How we cite our quotes: Citations follow this format: (Chapter.Paragraph)
Quote #4
"But Charles Wallace doesn't look different from anybody else."
"No, Meg, but people are more than just the way they look. Charles Wallace's difference isn't physical. It's in essence." (3.99-100)
You can't judge a book by its cover. The insistence on Charles Wallace's essential difference is never quite explained – and if it's not physical, not based in something material in his makeup that anyone could look at and try to understand, then where is it?
Quote #5
She contented herself with looking at Mrs. Whatsit. Even though she was used to Mrs. Whatsit's odd getup (and the very oddness of it was what made her seem so comforting), she realized with a fresh shock that it was not Mrs. Whatsit herself that she was seeing at all.
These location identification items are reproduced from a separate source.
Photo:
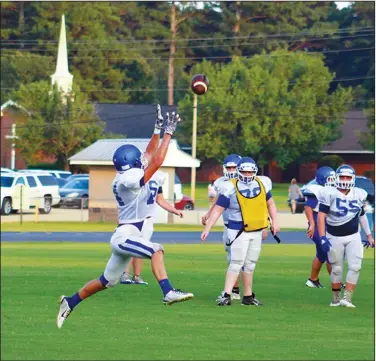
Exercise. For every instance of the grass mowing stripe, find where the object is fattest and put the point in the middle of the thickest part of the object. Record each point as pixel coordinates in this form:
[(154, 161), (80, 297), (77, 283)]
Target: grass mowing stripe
[(130, 322)]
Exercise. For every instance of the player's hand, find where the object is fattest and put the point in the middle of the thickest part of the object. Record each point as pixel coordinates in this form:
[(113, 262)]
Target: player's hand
[(159, 118), (311, 231), (204, 218), (179, 213), (204, 235), (369, 242), (275, 229), (325, 244), (172, 121)]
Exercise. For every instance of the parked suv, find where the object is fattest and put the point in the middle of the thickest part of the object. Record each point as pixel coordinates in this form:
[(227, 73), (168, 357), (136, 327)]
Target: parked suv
[(42, 190)]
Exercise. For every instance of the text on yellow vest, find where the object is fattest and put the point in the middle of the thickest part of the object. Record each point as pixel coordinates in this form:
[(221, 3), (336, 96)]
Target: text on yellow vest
[(254, 210)]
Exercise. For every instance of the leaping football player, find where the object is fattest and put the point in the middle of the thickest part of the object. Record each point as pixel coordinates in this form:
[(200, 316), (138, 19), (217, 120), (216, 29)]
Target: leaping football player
[(133, 172)]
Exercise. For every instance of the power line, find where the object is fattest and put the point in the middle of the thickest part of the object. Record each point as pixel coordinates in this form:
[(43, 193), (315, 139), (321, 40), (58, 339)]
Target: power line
[(306, 33), (298, 106), (224, 111), (190, 46), (207, 57), (187, 89)]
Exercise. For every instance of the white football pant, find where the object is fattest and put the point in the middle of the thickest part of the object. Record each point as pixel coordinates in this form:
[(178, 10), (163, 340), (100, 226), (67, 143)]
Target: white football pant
[(353, 248)]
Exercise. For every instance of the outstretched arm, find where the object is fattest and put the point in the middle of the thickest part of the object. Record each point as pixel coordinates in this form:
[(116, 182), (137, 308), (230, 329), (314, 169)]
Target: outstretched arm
[(167, 206), (156, 161), (154, 141)]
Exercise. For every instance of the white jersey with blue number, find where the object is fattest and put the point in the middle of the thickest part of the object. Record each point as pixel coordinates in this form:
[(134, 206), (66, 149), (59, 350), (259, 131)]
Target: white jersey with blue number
[(155, 182), (313, 190), (131, 195), (247, 190), (218, 186), (342, 207)]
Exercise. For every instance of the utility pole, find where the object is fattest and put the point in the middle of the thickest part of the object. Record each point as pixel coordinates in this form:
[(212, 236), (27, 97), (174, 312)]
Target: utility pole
[(13, 153), (194, 137)]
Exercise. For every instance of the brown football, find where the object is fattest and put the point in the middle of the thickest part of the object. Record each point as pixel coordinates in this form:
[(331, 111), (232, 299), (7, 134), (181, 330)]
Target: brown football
[(200, 84)]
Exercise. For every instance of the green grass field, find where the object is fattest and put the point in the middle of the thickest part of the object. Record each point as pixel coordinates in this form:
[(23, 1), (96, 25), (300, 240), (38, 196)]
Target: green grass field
[(131, 323), (280, 194)]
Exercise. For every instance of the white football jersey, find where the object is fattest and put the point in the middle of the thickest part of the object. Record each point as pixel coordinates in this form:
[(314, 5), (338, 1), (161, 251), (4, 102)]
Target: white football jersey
[(131, 195), (248, 190), (342, 207), (313, 190), (218, 185), (155, 182)]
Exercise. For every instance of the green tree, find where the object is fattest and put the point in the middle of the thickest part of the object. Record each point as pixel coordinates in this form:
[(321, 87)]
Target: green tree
[(333, 161), (272, 107), (56, 126), (367, 139), (22, 68)]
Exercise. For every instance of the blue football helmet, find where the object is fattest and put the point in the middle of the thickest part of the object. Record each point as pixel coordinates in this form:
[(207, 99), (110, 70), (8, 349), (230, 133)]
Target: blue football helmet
[(325, 176), (345, 171), (128, 156), (230, 161), (246, 164)]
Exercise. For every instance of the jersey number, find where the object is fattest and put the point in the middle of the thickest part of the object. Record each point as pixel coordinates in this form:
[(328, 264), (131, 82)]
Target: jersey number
[(345, 206), (153, 190), (118, 198), (247, 192)]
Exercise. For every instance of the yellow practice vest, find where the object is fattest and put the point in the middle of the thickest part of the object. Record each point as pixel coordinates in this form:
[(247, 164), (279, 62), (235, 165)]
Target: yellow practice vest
[(254, 210)]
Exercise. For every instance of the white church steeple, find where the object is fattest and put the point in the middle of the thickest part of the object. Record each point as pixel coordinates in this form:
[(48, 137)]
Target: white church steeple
[(62, 77)]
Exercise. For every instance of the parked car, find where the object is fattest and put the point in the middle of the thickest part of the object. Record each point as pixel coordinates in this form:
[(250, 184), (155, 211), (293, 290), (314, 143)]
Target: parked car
[(73, 176), (42, 191), (74, 192), (360, 182), (58, 174)]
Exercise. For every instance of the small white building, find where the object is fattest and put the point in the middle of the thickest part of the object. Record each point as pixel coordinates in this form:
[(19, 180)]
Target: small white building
[(98, 157)]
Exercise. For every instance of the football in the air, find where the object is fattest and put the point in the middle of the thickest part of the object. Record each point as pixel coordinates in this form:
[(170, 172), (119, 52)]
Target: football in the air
[(200, 84)]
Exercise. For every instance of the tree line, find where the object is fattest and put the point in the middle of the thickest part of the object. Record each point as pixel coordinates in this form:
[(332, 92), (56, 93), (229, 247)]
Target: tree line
[(282, 74)]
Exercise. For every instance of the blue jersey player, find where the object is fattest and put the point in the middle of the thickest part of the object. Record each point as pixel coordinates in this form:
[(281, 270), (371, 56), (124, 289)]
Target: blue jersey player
[(341, 209), (325, 177), (130, 188)]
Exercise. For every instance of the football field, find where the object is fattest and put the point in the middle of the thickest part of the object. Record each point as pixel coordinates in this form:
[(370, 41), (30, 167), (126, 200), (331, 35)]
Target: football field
[(129, 322)]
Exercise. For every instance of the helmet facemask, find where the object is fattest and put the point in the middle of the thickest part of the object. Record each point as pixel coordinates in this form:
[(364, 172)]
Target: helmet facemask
[(246, 167), (330, 181), (345, 183), (227, 173)]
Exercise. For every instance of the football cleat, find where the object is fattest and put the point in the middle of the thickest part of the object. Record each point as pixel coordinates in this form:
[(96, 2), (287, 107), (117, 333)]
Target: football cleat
[(137, 280), (235, 296), (335, 304), (126, 279), (176, 295), (346, 303), (314, 284), (64, 311), (223, 300), (251, 301)]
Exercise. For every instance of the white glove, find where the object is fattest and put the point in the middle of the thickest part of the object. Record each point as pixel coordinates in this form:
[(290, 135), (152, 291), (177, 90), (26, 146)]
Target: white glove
[(159, 119), (171, 122)]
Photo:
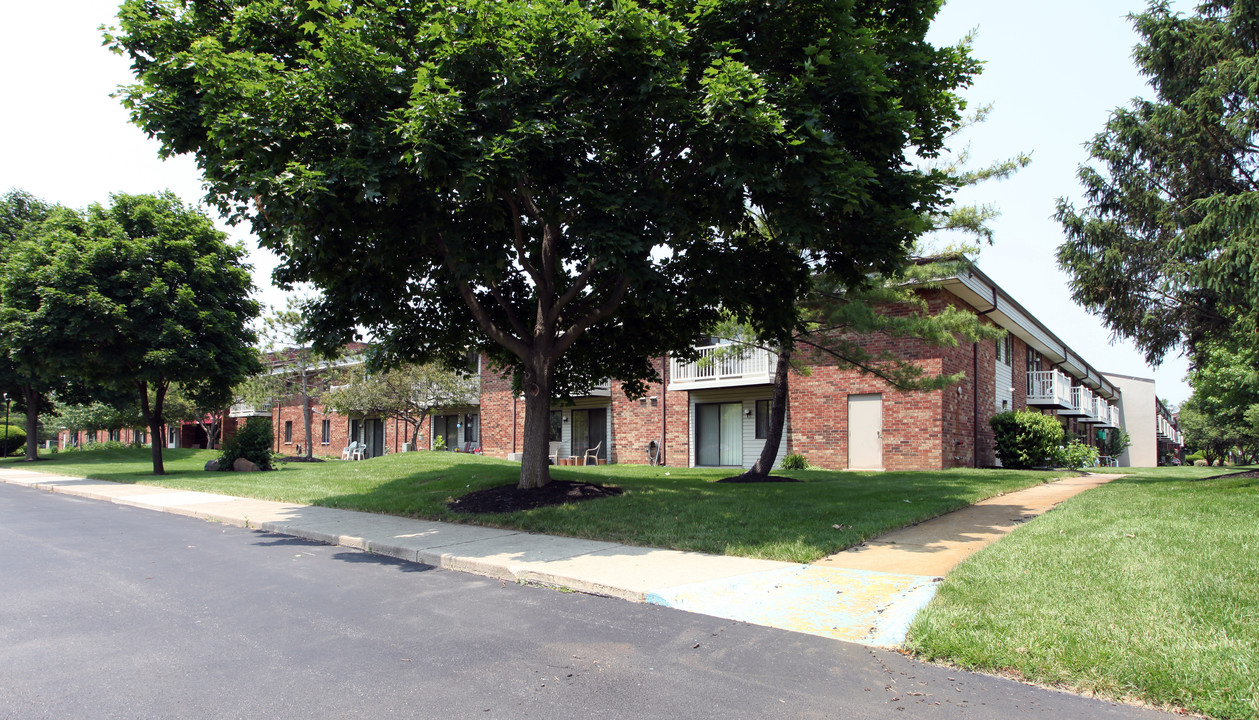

The complete, the true Mrs. Whatsit, Meg realized, was beyond human understanding. What she saw was only the game Mrs. Whatsit was playing; it was an amusing and charming game, a game full of both laughter and comfort, but it was only the tiniest facet of all the things Mrs. Whatsit could be. (6.17)
This novel seems very invested in promoting a distrust of appearances – people and people-like beings are always turning out to be much more than they seem to be. What we think of as reality is actually just a collection of fragments and facets from the larger reality that we can never directly access because it's just too big for our tiny heads. The "could" in the last sentence is interesting – it suggests that "the complete, the true" exists in the realm of possibility, of things that might happen rather than things that have happened or are happening.
Quote #6
"Of course our food, being synthetic, is not superior to your messes of beans and bacon and so forth, but I assure you that it's far more nourishing, and though it has no taste of its own, a slight conditioning is all that is necessary to give you the illusion that you are eating a roast turkey dinner." (7.118)
This is Camazotz in a nutshell – it looks good, and may even be good for you, but it's all fake. Contrast this to the food on Aunt Beast's planet, which looks gross but tastes delicious, and brings Meg back to health.